Similar to the previous study by Hayashida et al,16 our data confirmed that circulating sLOX‐1 levels were significantly higher in patients with ACS than in patients with stable CAD. The increased sLOX‐1 levels in ACS patients were most probably the result of the enhanced protease activity in vulnerable plaques or thrombosis. We also observed a striking association between increments in sLOX‐1 levels and number of complex lesions. On multivariate analysis, sLOX‐1 levels were independently associated with the presence of multiple complex coronary lesions. These results suggested that sLOX‐1 levels were correlated with the number of complex lesions and the burden of vulnerable plaques in patients with ACS. As multiple complex lesions are associated with adverse clinical outcomes in patients with ACS,37 it could be speculated that patients with higher sLOX‐1 levels might harbor multiple complex lesions and have higher incidence of adverse clinical outcomes. More recently, a pilot study gave support to this hypothesis and demonstrated that sLOX‐1 levels predicted prognosis after ACS.38
There are still some important limitations needed to be considered in this study. First, coronary angiography provides insufficient information regarding true lesion complexity and coronary thrombus, which can be evaluated in humans by updated vascular imaging modalities including virtual histology intravascular ultrasound, optical coherence tomography, and magnetic resonance imaging. However, a recent study has shown no significant differences in assessing progression/regression of coronary atherosclerotic plaques when using quantitative coronary angiography or intravascular ultrasound.39 Second, this cross‐sectional study has a relatively small sample size. Therefore, it is necessary to validate our data in prospective studies with a larger sample size. Last, we excluded diabetic patients to avoid the contribution of DM as a potential confounder, which might include some bias because complex lesions appear to be more prominent in patients with DM than in patients without DM.40
Conclusion
Our study demonstrated that serum sLOX‐1 levels were associated with angiographically complex coronary lesions that might predict vulnerable plaques.

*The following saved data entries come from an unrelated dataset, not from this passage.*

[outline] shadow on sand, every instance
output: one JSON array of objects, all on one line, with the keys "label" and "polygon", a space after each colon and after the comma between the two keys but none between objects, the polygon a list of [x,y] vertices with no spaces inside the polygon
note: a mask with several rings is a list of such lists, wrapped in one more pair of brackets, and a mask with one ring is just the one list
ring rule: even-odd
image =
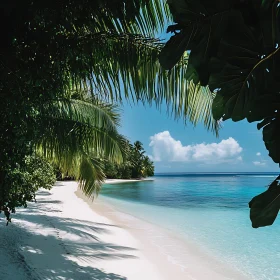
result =
[{"label": "shadow on sand", "polygon": [[[20,210],[13,224],[9,225],[8,231],[12,233],[15,230],[21,237],[19,241],[9,241],[10,235],[5,234],[9,250],[13,248],[12,251],[20,252],[26,279],[127,279],[94,267],[99,260],[136,258],[134,248],[100,240],[100,234],[110,234],[114,225],[59,217],[61,210],[56,208],[61,201],[56,201],[56,207],[49,204],[48,192],[40,193],[39,196],[38,203],[31,203],[27,209]],[[44,198],[47,199],[44,201]],[[53,216],[54,212],[57,215]],[[28,225],[33,230],[30,231]],[[5,231],[5,228],[2,229]]]}]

These results suggested that the sLOX‐1 might be a useful biomarker of plaque vulnerability in patients with CAD. For patients who have no opportunity to undergo angiography, sLOX‐1 appears to be a potential biomarker for stratifying vulnerable patients into risk categories, which could lead to improved patient or physician adherence to risk‐reducing behaviors or interventions. However, further studies are needed to define more clearly the significance of these findings.